Call it a corollary to Murphy’s Law: When a system is most in demand, when end users are most dependent on the system performing as required, when it’s crunch time – that’s when the system is most likely to blow up. Or make you wait in line to use it.
They know this at Mellanox as well as anyone. With nearly 3,000 employees worldwide, the supplier of Ethernet and InﬁniBand interconnects for servers, storage, and hyper-converged infrastructure (used in half of the top 500 supercomputers) is under ongoing pressure to innovate a product line that includes high performance network and multicore processors, network adapters, switches, cables, software and silicon.
For the hundreds of developers supporting the company’s silicon design-related work, crunch time can overtax the Mellanox on-prem datacenter. The company needed a stable engineering HPC capability that could perform well in the on-premises high performance computing environment and burst transparently into Microsoft Azure Cloud during tape-outs – i.e., peak load periods.
“The idea is that we have a grid of servers that provide the compute calculations,” said Doron Sayag, IT enterprise computing services senior manager. “And we’d like that the engineer has as simple an environment as possible, one in which he can submit a job request for his calculation according to the specific tool he’s working with, and he doesn’t care if the job runs on server number 1 or 2, he just wants it to run as fast as possible and get the results back. This is the main reason we use the job scheduler.”
The Mellanox HPC cluster runs electronic design automation (EDA) pipeline software and simulation. The silicon engineering operation, which utilizes in-house tools and commercial applications, is computationally intensive. Sayag said superior workload orchestration is critical. For several years, the organization used Sun Grid Engine (SGE), an open source scheduler, but it lacked certain features and capabilities that Sayag and his colleagues felt were necessary.
“We were running an open source job scheduler, but it presented stability issues,” he said. “We wanted to replace it with a robust enterprise-supported solution that was cloud-enabled. Also, we were looking for ways to add not just more features for product development but also to increase the productivity of the system we have. That’s what drove us to explore other options on the market.”
In the fall of last year, the silicon design group decided to switch from SGE to a solution from Univa, comprised of Navops Launch, Univa Grid Engine and Unisight, with features such as resource management, quotas and limits, and priority and utilization policies, all working to enable Mellanox’s existing on-premise infrastructure and workﬂows to encompass the cloud.
Along with cloud bursting, the applications provide a window into what the silicon operation is doing and the burdens placed on its on- and off-prem systems resources.
“I get statistics on the jobs running with the Unisight feature,” Sayag said. “We get a GUI and we get graphs according to our spec job types, we get information like run times, number of failures and so on, an overview of what we’re doing and where we have bottlenecks. Then we can prioritize tasks to fix them.”

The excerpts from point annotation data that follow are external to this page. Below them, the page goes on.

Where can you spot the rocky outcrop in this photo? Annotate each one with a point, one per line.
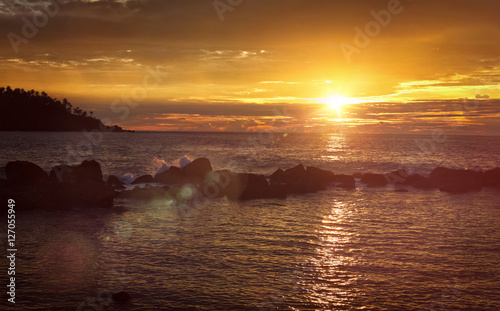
(374, 180)
(197, 171)
(83, 186)
(144, 179)
(172, 176)
(456, 181)
(252, 186)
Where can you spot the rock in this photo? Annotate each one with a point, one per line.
(24, 173)
(88, 170)
(121, 297)
(172, 176)
(456, 181)
(412, 179)
(346, 181)
(491, 178)
(425, 184)
(144, 194)
(374, 180)
(143, 179)
(114, 181)
(197, 170)
(252, 186)
(294, 175)
(397, 177)
(357, 175)
(275, 177)
(458, 188)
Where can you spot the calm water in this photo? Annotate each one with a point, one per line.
(365, 249)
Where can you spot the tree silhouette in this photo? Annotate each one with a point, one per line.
(31, 110)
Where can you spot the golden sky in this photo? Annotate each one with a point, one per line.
(296, 65)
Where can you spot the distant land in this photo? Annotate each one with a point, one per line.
(22, 110)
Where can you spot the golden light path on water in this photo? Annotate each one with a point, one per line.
(334, 285)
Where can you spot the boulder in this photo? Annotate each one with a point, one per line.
(143, 179)
(197, 170)
(456, 181)
(412, 179)
(424, 184)
(172, 176)
(252, 186)
(397, 177)
(114, 181)
(346, 181)
(374, 180)
(24, 173)
(294, 175)
(491, 178)
(88, 170)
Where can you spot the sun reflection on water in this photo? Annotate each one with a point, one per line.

He cited the example of scheduling compilation jobs. “Then we see that the compilations are taking a lot of time,” he said, “so engineers writing the compilation configuration can make them more efficient, reducing the run times. Then we see the results in Unisight,” confirming improved efficiencies.
He said Navops Launch helps the silicon operation increase its on-premises data center efficiencies while addressing unmet peak performance needs with a cloud bursting ‘pay-as-you-go’ scenario – which enables the team to run as many jobs as required. It all happens quite transparently, Sayag said, so that developers aren’t aware when busting happens. With compute resource wait times virtually eliminated, Mellanox estimates that the Univa solution saves one third of the time of a skilled FTE.
“By extending Univa Grid Engine to the Microsoft Azure Cloud, we gained practically inﬁnite capacity from our hybrid cloud solution in a very cost-effective manner. The impact to our engineering teams is noticeable in terms of throughput and turnaround time, even though use of the cloud is completely transparent to them.”
Univa CEO Gary Tyreman said that while its hybrid HPC cloud orchestration software is broadly adopted in the life sciences, biotech and pharmaceuticals verticals, Mellanox is a pioneer among EDA semiconductor companies, most of which are “very sensitive to intellectual property exposure concerns,” he said. “The surprise I think to us is for a semiconductor company and a technology company to be embracing HPC in the cloud.”